Generally speaking, the less you put down, the higher your interest rate will be thanks to costlier mortgage pricing adjustments, all other things being equal.
And a larger loan amount will also equate to a higher monthly mortgage payment.
This can make qualifying more difficult if you’re close to the affordability cutoff.
So you should certainly compare different loan amounts and both FHA and conventional loan options to determine which works out best for your unique situation.
A Smaller Mortgage Down Payment Can Leave a Helpful Cushion
- You don’t necessarily need a large down payment to buy
- Especially if it will leave you with little in your bank account
- Sometimes it’s better to have money set aside for an emergency
- While you build your asset reserves over time
While a larger mortgage down payment can save you money, a smaller one can ensure you have money left over in the case of an emergency, or simply to furnish your home and keep the lights on!
Most folks who buy homes make at least minor renovations before or right after they move in.
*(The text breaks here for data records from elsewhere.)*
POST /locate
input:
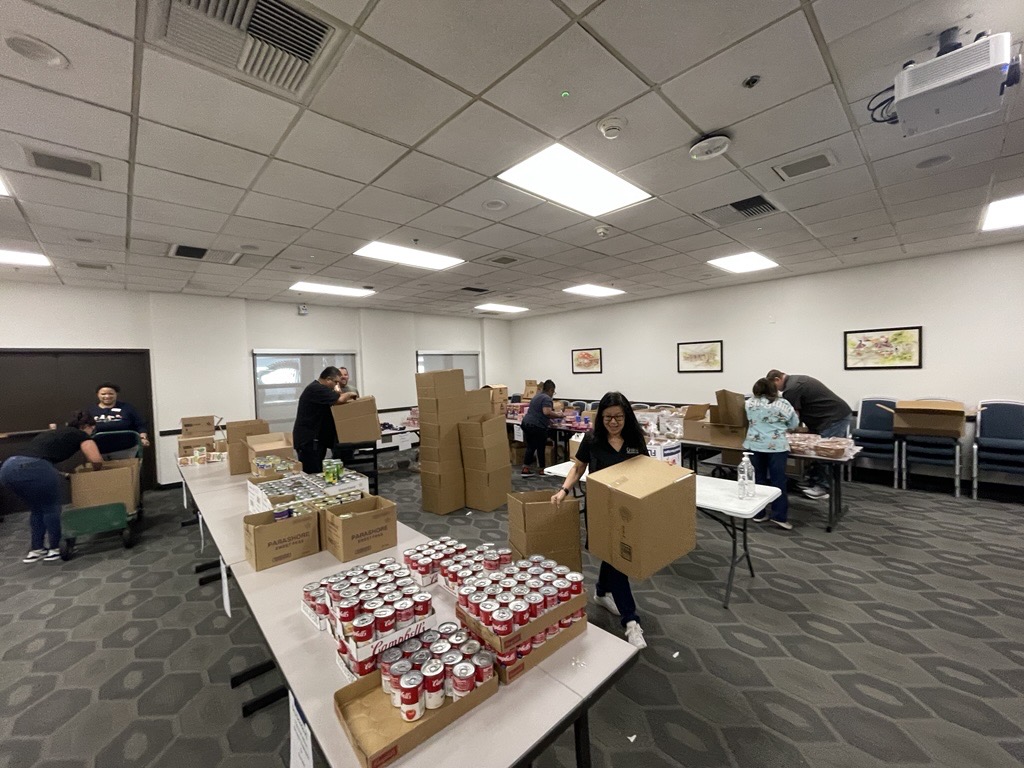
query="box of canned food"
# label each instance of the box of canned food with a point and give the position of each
(380, 733)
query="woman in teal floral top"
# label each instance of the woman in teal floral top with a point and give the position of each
(770, 417)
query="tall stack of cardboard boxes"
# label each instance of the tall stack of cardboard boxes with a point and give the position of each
(441, 399)
(485, 458)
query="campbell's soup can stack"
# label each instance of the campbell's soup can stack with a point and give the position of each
(510, 597)
(423, 672)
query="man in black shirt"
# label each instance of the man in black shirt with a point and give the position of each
(821, 410)
(313, 432)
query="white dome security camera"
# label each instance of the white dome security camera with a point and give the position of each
(612, 128)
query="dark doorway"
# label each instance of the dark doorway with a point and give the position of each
(39, 387)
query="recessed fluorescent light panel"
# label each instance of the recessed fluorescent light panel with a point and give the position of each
(20, 258)
(502, 308)
(407, 256)
(1003, 214)
(596, 291)
(561, 175)
(743, 262)
(355, 293)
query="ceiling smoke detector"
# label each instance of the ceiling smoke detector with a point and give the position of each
(612, 128)
(712, 145)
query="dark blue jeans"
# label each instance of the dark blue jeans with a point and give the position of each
(37, 482)
(613, 581)
(769, 469)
They also spend money on moving trucks and/or movers.
Then there are the costly monthly utilities to think about, along with unforeseen maintenance issues that tend to come up.
If you spend all your available funds on your down payment, you might be living paycheck to paycheck for some time before you get ahead again.
In other words, make sure you have some money set aside after everything is said and done.
The lender will probably require that you have some cash reserves in order to close your mortgage, but even if they don’t, it’s wise to make it a requirement for yourself.
Tip: Consider a combo loan, which breaks your mortgage up into two loans. Keeping the first mortgage at 80% LTV will allow you to avoid mortgage insurance and ideally result in a lower blended interest rate.
Or get a gift from a family member – if you bring in 5-10% down, perhaps they can come up with another 10-15%.